Hi, I want to calculate the mobility of ions in a gas mixture at different atmospheric pressures (0-4MPa). The gas mixture is 85% argon + 15% carbon dioxide and 85% argon + 15% nitrogen.
Can Garfield++ calculate it? If it can be calculated, what formula is it based on?
Dear @changjh12 ,
Thank you for contacting us on the forum! I will ask @hschindl for guidance with your question.
apologies for the delay. For Ar/CO2 (85:15) you can use the mobility file for Ar+ ions in Ar. In reality things are quite complicated, see for instance this presentation
but the Ar+ in Ar mobility values happen to be quite close to measurements. For Ar/N2 I don’t know, but I would perhaps also use the Ar+ in Ar mobility file as a starting point.
Thank you for your reply, the mobility of gas mixtures is indeed very complex. And there’s something I don’t understand:
For Ar/CO2 (85:15) you can use the mobility file for Ar+ ions in Ar.
Do you mean by this sentence to use the Ar^+ in Ar mobility directly instead of the Ar^+ in Ar/CO2 (85:15) mobility?
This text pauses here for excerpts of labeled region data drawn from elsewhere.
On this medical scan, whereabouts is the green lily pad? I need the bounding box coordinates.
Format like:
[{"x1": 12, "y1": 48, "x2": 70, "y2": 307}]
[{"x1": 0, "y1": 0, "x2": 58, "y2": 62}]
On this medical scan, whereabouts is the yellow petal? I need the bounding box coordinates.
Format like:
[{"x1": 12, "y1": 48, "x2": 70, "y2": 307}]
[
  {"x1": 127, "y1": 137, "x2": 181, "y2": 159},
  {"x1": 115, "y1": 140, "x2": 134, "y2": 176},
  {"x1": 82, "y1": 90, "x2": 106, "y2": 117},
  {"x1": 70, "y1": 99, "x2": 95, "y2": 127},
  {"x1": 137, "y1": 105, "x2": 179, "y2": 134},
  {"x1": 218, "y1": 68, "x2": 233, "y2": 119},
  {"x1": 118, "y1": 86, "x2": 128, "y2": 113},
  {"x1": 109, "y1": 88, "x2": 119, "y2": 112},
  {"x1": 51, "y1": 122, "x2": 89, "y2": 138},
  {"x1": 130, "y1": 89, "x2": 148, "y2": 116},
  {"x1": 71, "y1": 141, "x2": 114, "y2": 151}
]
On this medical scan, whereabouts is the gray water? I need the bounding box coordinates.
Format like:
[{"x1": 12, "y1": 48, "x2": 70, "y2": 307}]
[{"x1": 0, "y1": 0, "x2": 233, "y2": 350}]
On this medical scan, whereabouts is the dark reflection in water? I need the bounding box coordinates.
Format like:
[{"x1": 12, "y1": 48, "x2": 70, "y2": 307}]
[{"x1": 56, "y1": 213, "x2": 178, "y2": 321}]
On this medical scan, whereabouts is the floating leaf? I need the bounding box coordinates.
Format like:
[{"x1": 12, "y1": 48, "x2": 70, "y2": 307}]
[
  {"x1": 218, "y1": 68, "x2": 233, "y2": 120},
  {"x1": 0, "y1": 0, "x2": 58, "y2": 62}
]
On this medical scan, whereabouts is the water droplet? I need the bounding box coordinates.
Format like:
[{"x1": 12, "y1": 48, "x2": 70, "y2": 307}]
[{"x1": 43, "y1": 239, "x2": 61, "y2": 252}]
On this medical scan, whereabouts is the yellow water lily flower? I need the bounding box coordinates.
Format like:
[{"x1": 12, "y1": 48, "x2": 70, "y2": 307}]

Or do you mean to use the Ar^+ in Ar mobility as a starting point and use Blanc’s law in Garfield++ to calculate the mobility of the gas mixture?
I read the PPT you gave and the mobility of Ar+CO2(85:15) can be calculated by Blanc’s mobility interpolation. Is there a software tool to calculate the mobility of a gas mixture?
And I have a question, does Blanc’s Law still applicable in high air pressure environment(e.g. 40atm)?
I’m new to this field and would like to ask if there is any software that can calculate the species of products after gamma particles are incident on a mixture of gases (e.g., Ar+CO2(85:15)), and if MCNP can do it?
Looking forward to your reply!
I’m afraid I’m not at all an expert on ion mobilities, but I’ll try to answer…
- Yes, I did mean use the mobility file for Ar+ in Ar directly; as far as I know the “effective” ion mobility in this mixture happens to be quite close to these numbers.
- You can use Blanc’s law to calculate the mobility of a given ion species in a mixture of gases, but the ions can “change identity” so I’m not sure that applying Blanc’s law will give you more accurate results.
- As I said, I’m not at all an expert, but 40 atm seems high to me to reliably extrapolate mobility values to (mobilities are usually measured at very low pressure).
- I’m afraid I don’t know anything about MCNP, you should probably consult the MCNP manual or experts…
Thank you very much for your patience in answering.
40 atm is indeed a very high gas pressure, and the detector we designed works at this air pressure.
We are more focused on the drift velocity of ions in high pressure environments, so we are more interested in the mobility of ions under high pressure conditions.
Thanks for the advice, I will go to the appropriate forum next.
This topic was automatically closed 14 days after the last reply. New replies are no longer allowed.